The first person that the woman told bears a great responsibility to believe her and support her through the stages acknowledging what has happened and being there to accompany her to report so that justice prevails, Ramaphane continued.

Ramaphane added: “The woman should have been given the necessary and relevant information with regards to care for victims of sexual and gender based violence to enable her to make informed decisions for herself to access health, justice and social services. The BPF could have provided her with this information or referred her to organisations that could assist her or referred her to government social workers.”

The Secretary General of Botswana National Front (BNF) Moeti Mohwasa said the BNF welcomes the idea of having a code of conduct that regulates the conduct of those holding positions of influence at every level within the party.

Mohwasa said: “There is a need for a code of conduct for those who are in positions of authority, either materially or by rank, particularly in the light of the rise in cases of sexual violence. Such a policy should be gender neutral and protect both the victims and the perpetrators. As a society we do not react to problems until they become deleterious, which is exactly why where we are.”

Mohwasa added: “The cases of gender based violence are on the rise daily. The obvious victims, who dominate the numbers, happen to be the vulnerable, weak and the less endowed members of society. So something needs to be done as a matter of urgency.”

Mohwasa’ sentiments are echoed by the vice president of the Botswana Congress Party (BCP), Dr Kesitegile Gobotswang.

“The BCP has a Code of Conduct for leaders. However we are in the process of revising the policy to adequately address issues of sexual harassment, sexual misconduct and Gender Based Violence (GBV). When it is finalised vetting criteria will incorporate these critical elements of conduct by potential elected representatives. Educating male comrades and empowering women comrades will form an important component of the Revised Code of Conduct,” said Gobotswang who is also a legislator for the Sefhare-Ramokgonami constituency.

When asked about the position of the BDP concerning the issue, the publicity secretary of BDP Kagelelo Kentse said: “You will be aware that the issue of sexual misconduct is interconnected with issues relating to GBV. As a governing party we have made very good strides in response to GBV issues including forming an interministerial committee that will look into GBV. There are also special courts setup to deal with such cases.”

This, Kentse noted, shows commitment in addressing this critical issue.
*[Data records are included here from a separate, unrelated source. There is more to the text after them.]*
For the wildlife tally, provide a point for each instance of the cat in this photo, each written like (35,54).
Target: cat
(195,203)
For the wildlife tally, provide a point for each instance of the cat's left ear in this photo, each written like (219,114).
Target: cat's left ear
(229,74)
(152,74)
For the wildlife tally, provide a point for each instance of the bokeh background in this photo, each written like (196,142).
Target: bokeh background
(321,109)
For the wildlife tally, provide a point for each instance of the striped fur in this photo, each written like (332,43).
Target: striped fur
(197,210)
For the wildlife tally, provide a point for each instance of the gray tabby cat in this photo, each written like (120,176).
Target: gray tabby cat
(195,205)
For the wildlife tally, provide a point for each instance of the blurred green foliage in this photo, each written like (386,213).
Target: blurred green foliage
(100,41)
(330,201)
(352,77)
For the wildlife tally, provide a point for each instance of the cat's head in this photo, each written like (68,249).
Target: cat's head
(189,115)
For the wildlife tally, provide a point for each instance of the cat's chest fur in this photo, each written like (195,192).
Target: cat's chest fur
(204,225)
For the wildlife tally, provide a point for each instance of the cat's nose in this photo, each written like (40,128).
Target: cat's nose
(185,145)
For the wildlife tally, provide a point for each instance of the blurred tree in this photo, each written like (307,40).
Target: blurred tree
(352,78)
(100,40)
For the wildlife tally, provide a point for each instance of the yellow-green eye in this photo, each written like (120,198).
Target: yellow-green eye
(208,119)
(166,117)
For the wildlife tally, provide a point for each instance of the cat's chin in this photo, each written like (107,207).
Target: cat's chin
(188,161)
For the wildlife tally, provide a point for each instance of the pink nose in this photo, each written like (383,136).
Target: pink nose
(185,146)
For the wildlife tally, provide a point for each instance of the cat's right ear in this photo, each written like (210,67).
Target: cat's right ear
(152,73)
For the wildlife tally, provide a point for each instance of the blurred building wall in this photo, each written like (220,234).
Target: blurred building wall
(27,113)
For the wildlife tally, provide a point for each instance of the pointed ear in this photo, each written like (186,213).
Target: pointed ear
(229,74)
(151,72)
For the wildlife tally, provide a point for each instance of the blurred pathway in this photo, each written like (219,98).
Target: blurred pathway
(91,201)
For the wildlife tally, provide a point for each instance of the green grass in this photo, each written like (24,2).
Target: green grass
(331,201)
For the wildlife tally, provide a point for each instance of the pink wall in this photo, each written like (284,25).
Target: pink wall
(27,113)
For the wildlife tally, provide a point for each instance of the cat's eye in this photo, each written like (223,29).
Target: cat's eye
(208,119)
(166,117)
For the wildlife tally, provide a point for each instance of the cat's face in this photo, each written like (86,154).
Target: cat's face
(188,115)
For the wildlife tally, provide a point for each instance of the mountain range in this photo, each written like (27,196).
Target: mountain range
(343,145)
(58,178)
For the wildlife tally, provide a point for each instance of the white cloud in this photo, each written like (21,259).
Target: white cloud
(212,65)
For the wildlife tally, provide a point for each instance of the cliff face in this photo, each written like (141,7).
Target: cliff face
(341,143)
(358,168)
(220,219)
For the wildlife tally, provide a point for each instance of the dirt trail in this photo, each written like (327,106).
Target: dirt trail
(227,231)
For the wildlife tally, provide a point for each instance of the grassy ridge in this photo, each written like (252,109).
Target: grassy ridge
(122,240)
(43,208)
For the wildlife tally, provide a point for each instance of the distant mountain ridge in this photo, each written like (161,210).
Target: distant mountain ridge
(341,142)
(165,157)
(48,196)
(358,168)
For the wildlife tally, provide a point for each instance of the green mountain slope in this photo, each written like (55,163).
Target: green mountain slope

“It is our hope that now that the issue is being dealt with that way at government level, the party will equally discuss extensively and hopefully develop a policy around sexual misconduct. The WW has been steadfast in talking against and campaigning against such.”

Kentse added: “ We therefore believe that at our next National Council (which discusses party policies) the party structures will raise this as a matter of interest by the BDP and hopefully pass a resolution on that. The policy will therefore answer all of your three questions as it will provide guidance on awareness, handling of such cases within the party and remedial action.”

Contacted about the issue, the vice president of the Alliance for Progressives (AP), Wynter Mmolotsi, said political parties are movements that are made up of people from different backgrounds.

Mmolotsi however, said that issues of intimacy among party cadres are private matters that are difficult for the party to regulate.

He added that the matters become a problem if there is no consent.

“This also becomes a problem if one of party cadres who is married cheats his/her spouse with a party member. Ancillary opportunistic things happen within political parties. People should be guided by the country’s laws concerning sexual misconduct matters,” said Mmolotsi.

Lawrence Ookeditse, spokesperson of BPF said: “It is important that we have such policies and leaders themselves be aware of what constitutes what. This is not to say leaders need to be taught what constitutes harassment. When you avail yourself to lead you should know what is expected of you. Such policies would protect both leaders, party members and society as a whole.”